Comme chaque année, les prix des viandes blanches, le poulet notamment, ont commencé à flamber à l’approche du mois du Ramadhan.

Les prix du kg de poulet peut atteindre les 350 DA

Sur les marchés de détails, les prix avoisinent les 350 dinars le kg de poulet frais, voire plus selon les régions. Des commerçants nous indiquent, que contrairement à ce que l’on croit, eux aussi sont «pénalisés» par cette hausse vertigineuse.

«Le prix de gros avoisine les 330 dinars le kilo de viande blanche. Nous subissons de lourdes pertes à cause des prix appliqués par les producteurs et les grossistes puisque les consommateurs moyens ont souvent tendance à bouder le produits et se rabattent sur la viande surgelée», avoue un commerçant.

Pour plusieurs observateurs, les prix du poulet suivront également une tendance haussière durant la première semaine du Ramadhan pour se stabiliser après. La barre symbolique des 400 dinars le kilo de poulet pourrait être franchie et ce, malgré les efforts du ministère de l’Agriculture et du Développement Rural (MADR).

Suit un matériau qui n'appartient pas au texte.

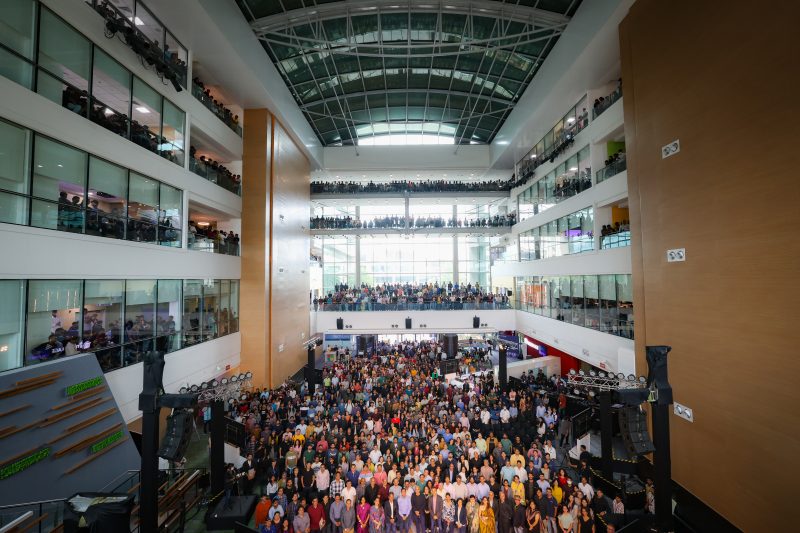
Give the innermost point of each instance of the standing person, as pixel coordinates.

Se prémunir contre la spéculation

Le Directeur du développement et de la régulation des produits agricoles au sein du MADR indique, à ce sujet, qu’un stock de plus de 10.000 tonnes de poulet surgelé sera mise sur le marché national afin de casser les prix et de réguler l’offre par rapport à la demande.

Ce même responsable n’hésite pas à pointer du doigt les spéculateurs accusés, selon lui, d’être à l’origine de la crise et de provoquer un déséquilibre sur le marché en stockant d’importantes quantités de poulet afin de les revendre durant le mois sacré à des prix exorbitants.

Les poulets mis sur le marché sont ceux élevés par l’ONAB, un organisme public, en partenariat avec des éleveurs avicoles du secteur privé selon la formule dite du partenariat triangulaire et dont le prix est fixé à 250 dinars le kg, quelque soit, la tendance du marché avicole.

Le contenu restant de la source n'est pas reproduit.